The world’s leading publication for data science, AI, and ML professionals.

Advanced SQL Techniques for Unstructured Data Handling

Everything you need to know to get started with text mining

Photo by Etienne Girardet on Unsplash
Photo by Etienne Girardet on Unsplash

The ideal dataset for data analysis is like Table_1:

Table_1 (mock data by the author)
Table_1 (mock data by the author)

However, the datasets that we encounter in reality are mostly like Table_2:

Table_2: customer support log (mock data by the author)
Table_2: customer support log (mock data by the author)

The main differences between these two tables are whether the data is well organized with rows and column and only presented in numbers or text. Due to these differences, the data in Table_1 is called structured data while the data in Table_2 is categorized as unstructured data.

Unstructured data refers to information that doesn’t have a predetermined structure or format. It’s difficult to store and manage in relational database. But it often contains valuable information which is useful for generating data insights, training machine learning models, or performing natural language processing (NLP).

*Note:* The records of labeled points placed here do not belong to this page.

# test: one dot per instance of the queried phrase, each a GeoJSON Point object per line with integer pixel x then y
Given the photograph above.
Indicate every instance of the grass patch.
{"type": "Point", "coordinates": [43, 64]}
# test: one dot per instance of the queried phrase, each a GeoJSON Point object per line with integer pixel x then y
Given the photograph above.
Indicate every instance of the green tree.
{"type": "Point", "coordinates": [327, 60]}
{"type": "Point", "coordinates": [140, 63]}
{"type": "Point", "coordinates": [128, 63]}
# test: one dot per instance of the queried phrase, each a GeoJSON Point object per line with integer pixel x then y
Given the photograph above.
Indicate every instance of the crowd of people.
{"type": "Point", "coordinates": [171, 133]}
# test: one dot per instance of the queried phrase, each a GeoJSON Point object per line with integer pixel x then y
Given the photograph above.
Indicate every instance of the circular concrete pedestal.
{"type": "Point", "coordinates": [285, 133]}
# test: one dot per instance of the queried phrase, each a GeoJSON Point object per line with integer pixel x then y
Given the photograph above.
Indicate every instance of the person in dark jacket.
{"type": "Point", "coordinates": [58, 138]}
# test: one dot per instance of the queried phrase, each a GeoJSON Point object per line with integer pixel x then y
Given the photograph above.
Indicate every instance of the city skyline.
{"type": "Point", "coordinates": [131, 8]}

In this article, I’ll introduce 7 advanced SQL techniques used to hand unstructured data. Although we called these techniques ‘advanced’ in SQL, they actually construct the foundation of data parsing or texting mining.


JSON Parsing

JSON data is the short form of "JavaScript Object Notation" data. It is a text-based format used in web development to exchange information between a server and a web application. JSON data is widely used because of its advantages like ease of use, platform independence and flexibility. But we can never directly analyze and obtain insights from JSON data due to its complex structure and varying levels of nesting for data storage. The syntax for JSON parsing is as follows:

SELECT JSON_VALUE(json_column, '$.key') AS extracted_value
FROM table_name;

In Table_2, column customer_data is JSON data, which can be converted to two columns name and age .

SELECT JSON_VALUE(customer_data, '$.name') AS name, JSON_VALUE(customer_data, '$.age') AS age
FROM support_logs;
Output of JSON parsing (screenshot by the author)
Output of JSON parsing (screenshot by the author)

Regular Expression

A regular expression(regex) is a sequence of characters used to define a search pattern. Regex allows developers to find and manipulate complex string data within a database by matching specific patterns within text. The syntax for regex in SQL is:

SELECT column_name
FROM table_name
WHERE column_name REGEXP 'pattern';

Regex is widely used for flexible search, data validation and data extraction. A typical use case is to extract emails from text.

SELECT column_name
FROM users
WHERE column_name REGEXP '[a-zA-Z0-9._%+-]+@[a-zA-Z0-9.-]+.[a-zA-Z]{2,}';

Sometimes people tend to confuse REGEXP operator with LIKE operator. Both operators are used in SQL to perform pattern matching within strings. But LIKE only supports basic wildcards while REGEXP allows for complex pattern using regular expression syntax and offers greater flexibility for advanced pattern matching scenarios duo to its more robust syntax. Meanwhile, Regex requires more understanding of the structure of the original data, which may be challenging.


Key-Value Pair Parsing

When using JSON parsing, the format is comparably standardized. If the string data has more complex structures but the key and value are separated by a delimiter like a colon, a semicolon or an equal sign, JSON parsing may not be enough for data extraction. Instead, we should use Key-Value Pair Parsing.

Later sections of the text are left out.